Senna Hoy entstammte einer wohlhabenden jüdischen Familie; sein Vater war Lehrer. Als Jugendlicher bewegte er sich im Umkreis der Theosophischen Gesellschaft und der SPD, brach jedoch spätestens 1902 mit diesen Strömungen. Er nahm das Pseudonym Senna Hoy an (von Else Lasker-Schüler als Ananym aus seinem Vornamen gebildet) und gründete 1904 – gefördert und mitfinanziert durch seinen Freund Otto Buek – die anarchistische Zeitschrift Kampf. In ihr setzte er sich nicht nur für eine Vielzahl tagespolitischer Themen ein, sondern trat auch ein für die Abschaffung des Paragrafen 175 und damit für die Legalisierung der Homosexualität ein. Er war Mitbegründer des Bundes für Menschenrechte und bis 1905 dessen Präsident.
Um 1905 wohnte Hoy in Berlin mit der russische Studentin Janina Berson zusammen, die schließlich von der Polizei ausgewiesen wurde. Aus diesem Anlass schrieb er „einen beleidigenden Brief“ an den Polizeipräsidenten von Berlin, woraufhin er zu einer längeren Freiheitsstrafe verurteilt wurde. Diese verbüßte er jedoch nicht, sondern floh nach Zürich. Von dort soll er sich bei Ausbruch der Russischen Revolution 1905 nach Warschau begeben haben. Am 27. Januar 1906 meldete die Presse fälschlicherweise, Senna Hoy sei dort von der Polizei erschossen worden.[1] Am 14. Februar 1906 wurde klargestellt, dass er in Zürich verhaftet wurde. Er war zuvor wegen anarchistischer Umtriebe aus der Schweiz ausgewiesen worden und wurde wegen „Übertretung der Landesverweisung“ vor Gericht gestellt.[2] Er hatte die Falschnamen Dr. Burkhardt und Rachanow benutzt. Die Verhaftung war am 13. Februar erfolgt; er trug einen falschen Bart und war im Besitz eines geladenen Revolvers sowie eines Dolchs.

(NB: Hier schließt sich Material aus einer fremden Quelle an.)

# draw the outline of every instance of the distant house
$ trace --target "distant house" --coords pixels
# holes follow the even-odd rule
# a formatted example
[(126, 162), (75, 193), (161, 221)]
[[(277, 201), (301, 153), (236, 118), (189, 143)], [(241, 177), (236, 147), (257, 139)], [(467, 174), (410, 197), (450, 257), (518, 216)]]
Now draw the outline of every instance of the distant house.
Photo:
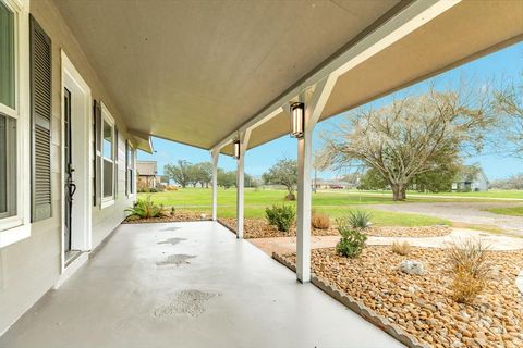
[(138, 188), (153, 188), (160, 183), (156, 161), (136, 161), (136, 172), (138, 173)]
[(460, 174), (459, 178), (452, 183), (452, 190), (458, 192), (487, 191), (488, 177), (483, 169), (475, 170), (472, 166), (467, 166), (464, 173)]

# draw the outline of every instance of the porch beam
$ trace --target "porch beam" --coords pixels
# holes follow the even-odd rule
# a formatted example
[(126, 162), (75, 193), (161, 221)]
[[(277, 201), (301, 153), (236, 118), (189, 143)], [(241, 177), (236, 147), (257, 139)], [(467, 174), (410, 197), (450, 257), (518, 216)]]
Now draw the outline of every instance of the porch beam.
[(220, 150), (210, 151), (212, 158), (212, 221), (218, 219), (218, 159)]
[[(269, 121), (282, 112), (281, 108), (285, 105), (289, 100), (294, 100), (296, 96), (303, 94), (307, 88), (315, 86), (328, 76), (340, 76), (346, 73), (460, 2), (461, 0), (413, 1), (360, 41), (348, 47), (330, 59), (327, 59), (324, 63), (312, 70), (311, 73), (305, 75), (263, 108), (258, 113), (253, 115), (247, 122), (241, 125), (239, 129), (254, 128)], [(236, 132), (231, 133), (222, 140), (218, 141), (212, 148), (223, 148), (234, 139), (235, 135)]]
[(236, 171), (236, 238), (243, 238), (244, 212), (245, 212), (245, 153), (251, 137), (251, 129), (240, 133), (240, 157), (238, 158)]
[(313, 130), (335, 87), (337, 75), (320, 80), (300, 96), (305, 103), (303, 137), (297, 139), (296, 278), (311, 282), (311, 172), (313, 170)]

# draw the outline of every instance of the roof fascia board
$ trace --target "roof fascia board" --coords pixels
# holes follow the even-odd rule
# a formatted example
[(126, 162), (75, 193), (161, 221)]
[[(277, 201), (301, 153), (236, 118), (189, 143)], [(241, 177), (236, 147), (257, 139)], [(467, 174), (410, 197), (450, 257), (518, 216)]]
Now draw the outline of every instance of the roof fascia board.
[[(239, 130), (253, 129), (269, 121), (283, 112), (282, 107), (296, 98), (296, 96), (302, 94), (305, 89), (315, 86), (330, 75), (335, 75), (336, 77), (343, 75), (351, 69), (385, 50), (387, 47), (402, 39), (460, 2), (461, 0), (414, 1), (339, 55), (313, 70), (313, 73), (308, 77), (303, 78), (280, 95), (280, 97), (269, 105), (244, 123)], [(230, 144), (239, 130), (231, 133), (221, 141), (212, 146), (211, 149), (220, 150)]]

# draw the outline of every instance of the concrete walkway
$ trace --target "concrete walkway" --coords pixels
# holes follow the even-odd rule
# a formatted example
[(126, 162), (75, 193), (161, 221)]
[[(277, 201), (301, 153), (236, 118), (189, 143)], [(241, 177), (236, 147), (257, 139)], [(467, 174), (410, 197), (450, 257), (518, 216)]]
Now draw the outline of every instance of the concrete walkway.
[(212, 222), (122, 225), (0, 347), (401, 347)]
[[(367, 245), (386, 246), (394, 240), (405, 240), (411, 246), (423, 248), (445, 248), (452, 241), (470, 238), (479, 238), (490, 250), (519, 250), (523, 249), (523, 238), (495, 235), (465, 228), (453, 228), (452, 233), (442, 237), (368, 237)], [(332, 248), (340, 240), (339, 236), (312, 236), (311, 247), (313, 249)], [(296, 237), (256, 238), (248, 239), (267, 254), (273, 251), (289, 253), (296, 251)]]
[[(485, 209), (523, 207), (523, 203), (507, 202), (431, 202), (431, 203), (402, 203), (402, 204), (372, 204), (369, 209), (379, 209), (392, 212), (424, 214), (450, 220), (463, 224), (495, 226), (511, 234), (523, 236), (523, 217), (495, 214)], [(463, 226), (465, 227), (465, 226)]]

Auf dem Transport zur Hauptwache unternahm er zwei Fluchtversuche.[3] Im Juni 1906 verurteilte ihn das Züricher Bezirksgericht zu sechs Monaten Gefängnis sowie fünfzehn Jahren Landesverweisung.[4] Das Urteil wurde vom Obergericht bestätigt.[5]

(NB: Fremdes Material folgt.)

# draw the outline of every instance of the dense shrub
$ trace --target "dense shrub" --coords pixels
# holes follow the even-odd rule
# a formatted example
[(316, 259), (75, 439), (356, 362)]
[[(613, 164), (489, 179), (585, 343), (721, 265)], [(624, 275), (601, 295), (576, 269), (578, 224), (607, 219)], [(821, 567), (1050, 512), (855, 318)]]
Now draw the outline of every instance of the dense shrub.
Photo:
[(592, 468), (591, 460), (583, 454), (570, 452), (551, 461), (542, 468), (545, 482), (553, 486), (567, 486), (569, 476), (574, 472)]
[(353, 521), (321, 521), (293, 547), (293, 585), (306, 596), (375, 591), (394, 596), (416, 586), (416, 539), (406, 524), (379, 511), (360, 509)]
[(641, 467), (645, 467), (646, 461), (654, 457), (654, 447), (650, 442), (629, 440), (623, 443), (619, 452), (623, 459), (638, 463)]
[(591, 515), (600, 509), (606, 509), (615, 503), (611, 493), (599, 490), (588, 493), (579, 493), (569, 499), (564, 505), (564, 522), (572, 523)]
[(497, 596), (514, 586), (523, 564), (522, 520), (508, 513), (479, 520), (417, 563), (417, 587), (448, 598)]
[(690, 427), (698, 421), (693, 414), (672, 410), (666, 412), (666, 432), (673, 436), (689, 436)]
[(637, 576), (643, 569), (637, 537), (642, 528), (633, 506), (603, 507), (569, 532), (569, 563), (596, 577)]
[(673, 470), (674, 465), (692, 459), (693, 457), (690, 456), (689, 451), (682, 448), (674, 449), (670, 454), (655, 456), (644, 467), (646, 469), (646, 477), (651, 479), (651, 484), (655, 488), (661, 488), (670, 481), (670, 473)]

1907 ging er nach Russland, um dort politisch zu wirken, wurde jedoch schon im selben Jahr dort inhaftiert. Im Dezember 1908 wurde er vom Warschauer Kriegsgericht zu fünfzehn Jahren Zwangsarbeit verurteilt.[6] Pfemfert, Lasker-Schüler und andere setzten sich erfolglos für seine Freilassung ein. Nach zwei Suizidversuchen wurde er 1912 durch die Hilfe des Leibarztes des Zaren in die Irrenabteilung des Gefängnisses Meschtscherskoje bei Moskau verlegt.[7][8] Dort starb er 31-jährig am 28. April 1914. Am 11. Mai 1914 wurde Senna Hoy auf dem Jüdischen Friedhof Berlin-Weißensee in Anwesenheit von Else Lasker-Schüler beerdigt.[9]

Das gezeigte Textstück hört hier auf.